In the May 2020 issue of the Aesthetic Surgery Journal an article was published on this topic entitled ‘A Simple Clinical Application for Locating the Frontotemporal Branch of the Facial Nerve Using the Zygomatic Arch and the Tragus’. In this study the authors used very identifiable and unchangeable surface landmarks, the cartilaginous tragus of the ear and the bony zygomatic arch. In over twenty unilateral cadaver faces the nerve was dissected out and measured to these two anatomic landmarks. Their findings were that the mean distance from the apex of the tragus to where it crossed the inferior border of the zygomatic arch was 3.2cms  +/- 5mms.

This anatomic study provides evidence that the posterior osteotomy of the zygomatic arch in cheekbone reduction surgery is performed just superior to the course of the nerve. But it is clearly in the neighborhood and speaks to why blunt dissection down to the bone is important.

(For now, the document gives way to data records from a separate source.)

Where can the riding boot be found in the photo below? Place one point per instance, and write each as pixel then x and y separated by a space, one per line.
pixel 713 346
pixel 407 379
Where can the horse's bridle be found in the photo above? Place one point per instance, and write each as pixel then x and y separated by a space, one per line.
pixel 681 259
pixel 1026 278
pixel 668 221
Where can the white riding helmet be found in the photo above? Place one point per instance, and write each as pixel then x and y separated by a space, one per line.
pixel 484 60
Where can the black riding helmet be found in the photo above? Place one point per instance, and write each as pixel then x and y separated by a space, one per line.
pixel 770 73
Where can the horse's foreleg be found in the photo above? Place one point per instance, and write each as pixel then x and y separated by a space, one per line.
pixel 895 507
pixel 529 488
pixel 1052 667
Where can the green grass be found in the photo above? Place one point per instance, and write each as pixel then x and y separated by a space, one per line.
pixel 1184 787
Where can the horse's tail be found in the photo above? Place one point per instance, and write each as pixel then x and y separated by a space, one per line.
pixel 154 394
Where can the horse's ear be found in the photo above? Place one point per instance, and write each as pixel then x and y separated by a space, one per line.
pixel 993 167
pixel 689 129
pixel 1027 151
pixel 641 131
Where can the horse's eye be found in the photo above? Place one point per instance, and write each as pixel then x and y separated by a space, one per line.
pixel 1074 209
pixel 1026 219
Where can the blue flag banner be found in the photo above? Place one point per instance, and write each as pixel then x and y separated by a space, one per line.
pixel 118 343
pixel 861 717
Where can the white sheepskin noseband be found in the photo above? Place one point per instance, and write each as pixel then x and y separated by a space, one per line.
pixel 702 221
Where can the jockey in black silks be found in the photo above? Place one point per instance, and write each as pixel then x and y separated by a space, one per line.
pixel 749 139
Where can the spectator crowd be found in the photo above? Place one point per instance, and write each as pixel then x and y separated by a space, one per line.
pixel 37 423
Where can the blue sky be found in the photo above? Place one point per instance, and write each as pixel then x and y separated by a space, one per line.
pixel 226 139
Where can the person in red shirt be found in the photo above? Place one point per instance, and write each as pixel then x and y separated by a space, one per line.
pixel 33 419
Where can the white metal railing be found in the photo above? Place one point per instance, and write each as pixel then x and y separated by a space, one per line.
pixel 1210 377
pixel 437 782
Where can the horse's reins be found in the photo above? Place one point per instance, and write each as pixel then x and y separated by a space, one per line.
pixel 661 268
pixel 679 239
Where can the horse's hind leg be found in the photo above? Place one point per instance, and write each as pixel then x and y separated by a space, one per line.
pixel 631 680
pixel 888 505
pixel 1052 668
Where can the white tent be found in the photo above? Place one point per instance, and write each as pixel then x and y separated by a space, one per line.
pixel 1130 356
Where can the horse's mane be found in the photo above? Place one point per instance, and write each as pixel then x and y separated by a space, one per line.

In using newer extended styles of cheek implants, it is necessary to make the pocket dissection back along the arch almost to or to the zygomatic process of the temporal bone. The frontal nerve branch crosses the arch but it do so in the deep fascia which is on top of the periosteum of the bone. This is why it is critical to stay in the subperiosteal plane right on top of the bone. But the most posterior dissection along the zygomatic arch is blind and is by feel of the elevator on the bone. As a result it needs to be remembered that the arch shape is convex and the posterior half of the arch curves inward and is not a completely flat linear surface. This makes it easy to accidentally leave the subperiosteal plane right where the nerve crosses the arch and risks nerve injury.